Neste 2025, o mundo deve lembrar os 80 anos do fim da Segunda Guerra, a maior carnificina que a humanidade já praticou contra si mesma. Naquele 1945, ante o horror de seis anos de um conflito que envolveu diretamente até o Brasil, parecia irreversível o esforço coletivo por paz. Fascismo e nazismo nunca mais! Por décadas, a memória dos milhões de mortos e a revelação da crueldade extrema dos campos de concentração pareceu assegurar, mesmo às gerações seguintes, que uma lição definitiva tinha sido ali aprendida. Qual o quê!
Não é que o fascismo está por aí, de novo, vivo e forte? Pior: sem qualquer vergonha, até emulando descaradamente seus antigos gestos e atitudes. E por essas estranhas ironias da História, os princípios fascistas hoje vicejam mais potentes bem no seio do povo que até então orgulhava-se de ter sido decisivo nas batalhas que outrora derrotaram o quê? O nazismo e o fascismo na Europa! Tinha mesmo razão o aquariano poeta alemão Bertolt Brecht, ele mesmo um perseguido pelo nazismo, quando disse que “a cadela do fascismo está sempre no cio”.
Refletindo sobre as sombras ameaçadoras que pairam agora sobre esse combalido planeta, mas sem querer trazer tamanho baixo astral para o leve espaço de uma crônica, rezei por um recorte adequado ao santo dos cronistas, São Rubem Braga. E ele me atendeu com o lampejo de um dos seus livros, Crônicas da Guerra na Itália. Braga foi correspondente do jornal Diário Carioca nos últimos meses do conflito mundial, cobrindo a luta dos pracinhas brasileiros em solo italiano. Ah, aquelas crônicas deviam ser de leitura obrigatória agora entre os homens de boa vontade.

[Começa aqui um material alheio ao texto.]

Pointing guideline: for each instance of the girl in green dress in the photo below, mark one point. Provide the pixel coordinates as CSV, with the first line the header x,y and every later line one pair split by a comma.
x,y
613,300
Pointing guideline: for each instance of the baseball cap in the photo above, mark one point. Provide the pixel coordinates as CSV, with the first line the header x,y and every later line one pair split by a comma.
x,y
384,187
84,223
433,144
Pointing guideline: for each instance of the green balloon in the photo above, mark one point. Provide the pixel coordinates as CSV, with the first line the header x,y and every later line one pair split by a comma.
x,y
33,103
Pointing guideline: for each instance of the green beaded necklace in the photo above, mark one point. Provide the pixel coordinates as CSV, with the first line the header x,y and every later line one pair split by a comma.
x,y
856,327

No livro, vou em busca da crônica publicada no começo de fevereiro de 1945, até para fechar com exatidão a conta dos 80 anos. Traz por título Plantações, e o autor comenta ali o desafio arriscado de os soldados brasileiros andarem pelos campos onde antes os nazistas tinham enterrado minas explosivas. Esse contexto mortal já inspira Braga a nos alertar sobre o absurdo da guerra: “A terra não foi feita para plantar minas – foi feita para plantar batatas, estacas, trigo, café e mesmo – não creio que seja proibido, já que a terra é tão grande! – flores”.
Com a derrota cada vez mais evidente dos alemães, chegava a hora de resolver o problema de como evitar que o nazismo pudesse um dia retornar, com outro nome, noutro lugar. Pois, como escreve Braga: “Ele pode brotar outra vez do chão – na Europa, ou na Ásia, ou em nossa América”. Ai, meu santo cronista, estaria ali o senhor sendo profético?
O senhor mesmo reconhece: “O fascismo é uma praga difícil de exterminar”. Pois ele seria o preço que os povos pagam pela própria desatenção de permitirem “a defesa frenética dos privilegiados”. O único remédio contra o fascismo seria conquistar e manter a todo custo a liberdade do homem, essa liberdade que só existe “quando cada um vale pelo seu trabalho – e não pelo seu nascimento nem pelos seus privilégios”.
Segue o cronista: “Ninguém se iluda: acabar com as injustiças nacionais e sociais, que são o caldo de cultura do fascismo e das guerras, será uma luta muito dura, uma grande luta do povo”. Mas eis uma luta pela qual vale a pena lutar, assume o autor, pela simples razão de ele ter um filho ainda menino. E deve um pai lutar para que esse filho, no futuro, jamais tenha que caminhar num campo minado, “onde a todo instante um passo distraído pode ser uma explosão estúpida, a morte”.
Devoto que sou de São Rubem, fecho com ele, e copio seu chamamento feito há 80 anos sobre a nossa escolha possível da lavoura do futuro: “a lavoura que meu filho e vosso filho vão colher amanhã, nós é que a semearemos agora”. E semear paz, hoje, é fazer frente ao fascismo, seja lá com que nome ou disfarces de legítimos nacionalismos ele esteja a brotar. Lembrar do que foi a Segunda Guerra já é um bom começo.